Nausea has come to be an unfortunate by-product of the game, both on the field and off it, depending on your view of Mark McGwire, Sammy Sosa and Barry Bonds.
Washington is hardly a baseball town, just demographically in the heavens. Washington is a football town. Basketball, too. Ted Leonsis, one of the casualties of hockey, is losing $30million this season in discovery of the principle.
Washington is perhaps a victim of baseball’s proclivity to live in the past. The 2004 Washington is distinct from 1971 Washington, the last time there was baseball in the local environment.
The absence of the Senators, thank goodness, has never risen to the weepy sentimentalism of the Brooklyn Dodgers. Washington actually beats Brooklyn by one relocation, counting the Griffith-led Senators before the Short-led Senators.
If anything, given the limited legacy of these mom-and-pop operators, baseball owes Washington instead of the other way around.
The insult to Washington’s injuries is baseball’s teasing manner.
Baseball has been on the verge of returning to Washington since the ’70s, with first the San Diego Padres, which has come to be the closed-door carrot of improving conditions elsewhere.
The Washington region is seemingly up against the same tact, considering the modest civic options and the nomadic sentence before the Expos.
Hampton Roads? Las Vegas? Monterrey, Mexico? San Juan, Puerto Rico?
Baseball delivers no punch line with the other candidates, just milquetoast proclamations following sense-dulling meetings.
The undertaking has descended to the level of watching neighbors take out their trash to the front curb.
In the spirit of the times, perhaps Bob DuPuy and all the rest could use a performance-enhancing substance to facilitate the thought process.
They impose deadlines just to break them.
You never know which municipality might shake out from the next deadline.
At this pace, Walla Walla, Wash., eventually could muster the resources to solicit a visit from members of the relocation committee.
If it matters, baseball is promising to resolve the bloated travel expenses of the Expos by the 2005 season.
The groups in D.C. and Northern Virginia accept this as a faint sign of enlightenment.
One D.C. backer expressed an anxiousness in helping baseball eliminate its relocation crisis.
Groveling is an aerobic activity in Washington, whether the gasbags are trolling for campaign funds or a baseball team.
Baseball has only the temperance of Peter Angelos to lose by dumping the Expos on either D.C. or Northern Virginia.
Either market, one and the same in many respects, is capable of rustling up a crowd for the most marginal functions.
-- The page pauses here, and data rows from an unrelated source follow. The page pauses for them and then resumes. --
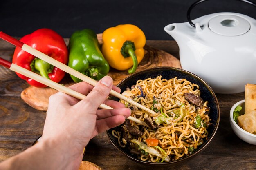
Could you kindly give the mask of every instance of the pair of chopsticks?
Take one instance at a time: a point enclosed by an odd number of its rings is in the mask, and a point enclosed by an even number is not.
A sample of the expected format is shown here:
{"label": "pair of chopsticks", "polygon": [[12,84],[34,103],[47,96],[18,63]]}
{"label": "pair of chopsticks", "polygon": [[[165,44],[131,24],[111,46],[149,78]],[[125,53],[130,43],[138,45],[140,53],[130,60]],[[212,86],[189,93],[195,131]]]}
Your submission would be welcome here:
{"label": "pair of chopsticks", "polygon": [[[69,67],[68,66],[44,54],[43,53],[33,49],[31,47],[5,34],[2,31],[0,31],[0,38],[10,43],[11,44],[12,44],[20,48],[25,51],[32,54],[41,60],[44,60],[46,62],[47,62],[53,66],[62,70],[65,72],[82,80],[87,83],[88,83],[93,86],[95,86],[97,83],[97,81],[84,75],[79,71]],[[86,97],[86,96],[76,91],[62,86],[50,79],[43,77],[36,73],[29,71],[28,70],[27,70],[26,69],[16,64],[11,63],[10,62],[9,62],[1,58],[0,58],[0,65],[2,65],[11,70],[18,73],[26,77],[28,77],[34,79],[41,83],[44,84],[58,91],[65,93],[71,96],[76,98],[78,99],[82,100]],[[131,99],[113,90],[111,90],[110,91],[110,94],[120,99],[124,100],[125,101],[126,101],[133,105],[146,111],[146,112],[149,113],[150,113],[153,115],[156,114],[155,112],[151,110],[149,108],[139,104]],[[99,108],[104,109],[112,109],[112,108],[104,104],[101,104],[99,106]],[[138,120],[133,117],[130,116],[127,118],[127,119],[134,121],[145,126],[148,127],[148,125],[144,121]]]}

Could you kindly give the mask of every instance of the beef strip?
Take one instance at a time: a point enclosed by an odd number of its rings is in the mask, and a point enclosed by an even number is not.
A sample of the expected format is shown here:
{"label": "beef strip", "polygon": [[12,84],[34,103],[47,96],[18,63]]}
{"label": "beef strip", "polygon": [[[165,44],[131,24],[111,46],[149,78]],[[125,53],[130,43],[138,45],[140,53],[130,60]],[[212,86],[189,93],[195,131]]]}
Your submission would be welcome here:
{"label": "beef strip", "polygon": [[131,134],[137,136],[142,136],[143,135],[142,132],[137,129],[136,127],[132,126],[130,120],[126,120],[124,123],[124,125],[127,131]]}
{"label": "beef strip", "polygon": [[149,117],[145,117],[144,118],[144,121],[148,126],[150,128],[155,130],[156,130],[158,128],[163,127],[162,126],[154,124],[153,121],[152,121],[152,120]]}
{"label": "beef strip", "polygon": [[184,93],[185,98],[192,104],[198,106],[202,106],[204,103],[204,101],[200,96],[192,93]]}
{"label": "beef strip", "polygon": [[128,142],[130,142],[132,139],[130,139],[129,138],[127,133],[125,132],[124,129],[122,128],[121,128],[121,129],[122,130],[121,130],[121,131],[122,132],[122,137],[123,137],[123,138],[125,140],[127,141]]}

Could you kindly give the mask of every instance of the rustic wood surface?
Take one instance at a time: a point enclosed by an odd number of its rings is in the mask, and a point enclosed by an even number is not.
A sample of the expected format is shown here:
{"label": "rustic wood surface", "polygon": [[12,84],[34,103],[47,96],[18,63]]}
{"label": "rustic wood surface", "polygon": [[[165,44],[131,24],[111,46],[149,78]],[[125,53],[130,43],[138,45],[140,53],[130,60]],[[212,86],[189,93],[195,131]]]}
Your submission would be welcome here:
{"label": "rustic wood surface", "polygon": [[[148,40],[147,44],[179,57],[175,41]],[[11,61],[14,49],[11,45],[0,40],[1,57]],[[0,66],[0,161],[30,147],[42,134],[45,112],[34,109],[20,98],[21,92],[28,86],[13,72]],[[184,163],[150,167],[135,163],[116,150],[106,132],[91,140],[83,160],[96,164],[102,170],[256,170],[256,146],[238,138],[229,124],[230,108],[235,103],[244,99],[244,93],[216,95],[221,116],[215,137],[205,150]]]}

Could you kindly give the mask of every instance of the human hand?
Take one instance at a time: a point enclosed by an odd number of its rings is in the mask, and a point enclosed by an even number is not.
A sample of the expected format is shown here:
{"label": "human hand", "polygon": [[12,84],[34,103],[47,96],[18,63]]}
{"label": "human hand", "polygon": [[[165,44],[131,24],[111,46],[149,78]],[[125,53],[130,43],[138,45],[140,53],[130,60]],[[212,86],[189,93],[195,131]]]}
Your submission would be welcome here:
{"label": "human hand", "polygon": [[[84,82],[70,87],[87,95],[81,101],[61,92],[50,97],[42,141],[63,146],[60,148],[65,149],[64,154],[73,158],[73,167],[79,166],[83,149],[91,139],[121,124],[130,115],[124,104],[106,100],[112,88],[120,93],[112,84],[111,77],[105,76],[94,88]],[[98,109],[102,103],[114,109]]]}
That should be enough to appease the owners, Angelos excluded. The Expos exist because of their charitable donations, which gets old, as David Stern has found with the WNBA.
Yet baseball, try as it might to move beyond the inertia of the Expos, is lost in the cataclysmic possibilities of what could be. Their spare-change cup is not even half-empty.
So the Washington region remains on eternal hold, which is especially maddening to an ex-member of the Senators Fan Club.